Will Mail-in Voting Work? The New York Primary Has Some Scary Insights
The New York primary on June 23 had more than 10 times as many absentee ballots cast as in a normal primary, The New York Times reported.
The more than 84,000 mail-in ballots that were disqualified in the June 23 primary in New York—where two congressional nominations were just decided this week—underscore prospective problems posed by the universal mail-in voting being called for by liberal politicians for the November elections in response to the COVID-19 pandemic.
The massive problems with the primary in New York’s 12th Congressional District raise alarms over the prospects for a debacle on a multistate level, not only in the presidential election, but in Senate and House races, governorships, and other elected offices as well.
“If ballots aren’t promptly processed, it could lead to a legal showdown in November,” Jason Snead, executive director of the Honest Elections Project, told The Daily Signal. “It could certainly set things up for a contested election in November.

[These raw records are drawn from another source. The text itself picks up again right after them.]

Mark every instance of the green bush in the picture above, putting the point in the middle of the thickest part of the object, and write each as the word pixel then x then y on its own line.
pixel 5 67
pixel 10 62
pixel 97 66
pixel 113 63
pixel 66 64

This is going to be a big problem, especially for whichever party loses.”
The New York primary on June 23 had more than 10 times as many absentee ballots cast as in a normal primary, The New York Times reported. That came after New York Gov. Andrew Cuomo issued an executive order directing the state to send out absentee ballots with prepaid postage (covered by state funds) on the envelopes to make it easier to vote by mail.
On Wednesday, longtime Rep. Carolyn Maloney, D-N.Y., declared victory in her primary contest in New York’s 12th Congressional District against progressive insurgent challenger Suraj Patel, who hasn’t conceded the race and is litigating to get the votes counted.
Maloney outpolled Patel by 648 votes—16,473 to 15,825—out of 39,635 votes that were counted in the four-way race.
In the neighboring 15th Congressional District, New York City Councilman Ritchie Torres was certified the winner in a 15-candidate Democratic primary to fill the seat of retiring Rep. Jose Serrano.
The New York City Board of Elections received 403,103 mail-in ballots for the primary, but counted only 318,995, leaving 84,108—or 21% of those votes—uncounted, The New York Post reported Wednesday. The Post described the election as a “mess.”
Some of those votes were not counted because the prepaid ballot envelopes were not postmarked. In other cases, people didn’t add their signatures. Patel complained that ballots were disqualified if the envelopes were taped shut.
New York City officials said in federal court they were still mailing ballots the day before the election.
Even New York City Mayor Bill de Blasio, a Democrat, said the city’s Board of Elections “can do better and must do better,” adding: “I am certain they can learn from this and be prepared for the general election.”
Meanwhile, in neighboring Connecticut, CNN reported, town and city election officials are mailing out some 20,000 absentee ballots just one week before the state’s Aug. 11 primary election. That’s a “major problem,” said Anna Posniak, the president of the Connecticut Town Clerks Association.
This comes on the heels of another problem, also in the Northeast, where 1 in 5 votes in May 12 municipal elections in Paterson, New Jersey, were disqualified amid allegations of voter fraud and voter intimidation—also tied to the all-mail balloting.
“There was a massive increase in mailed ballots, but not the proper resources to prepare for it,” Snead said of the New York primary on June 23. “There is a general lack of capacity in states dealing with so many absentee ballots, and an inability of many states to build the capacity for mail-in voting.”
In 2000, the presidential vote was so close in Florida between candidates George W. Bush, then governor of Texas, and then-Vice President Al Gore that it led to 36 days of recounts and court battles before Bush won the state’s electoral votes and the presidency.
Snead is concerned about the prospects for a repeat of that—and not just in the presidential race. That, he said, would be even more damaging for the country today.
“One thing distinct about 2020 from 2000 is that things are more contentious and more divided now,” he said. “There is far more partisan animosity.”
Given the sheer volume of voters in a presidential election, what happened in two New York congressional districts doesn’t bode well for November, said Hans von Spakovsky, a former member of the Federal Election Commission and a former member of the Presidential Advisory Commission on Election Integrity in 2017.
“It took six weeks to count ballots in a primary” in one congressional district, von Spakovsky, now a senior legal fellow at The Heritage Foundation, told The Daily Signal. “So, imagine what could happen in November. This could be the largest voter disenfranchisement and longest wait for a presidential election outcome in history. This could dwarf what happened in Florida in 2000.”
Election officials should encourage in-person voting and conduct the same sanitation procedures at polling places that occur at retail stores and other public locations, von Spakovsky said, adding:
The New York election demonstrates all the vulnerabilities that could occur if we switch to an all-mail-in election in November, or if there is a huge increase in absentee voting.
This article by Fred Lucas first appeared in The Daily Signal on August 6, 2020.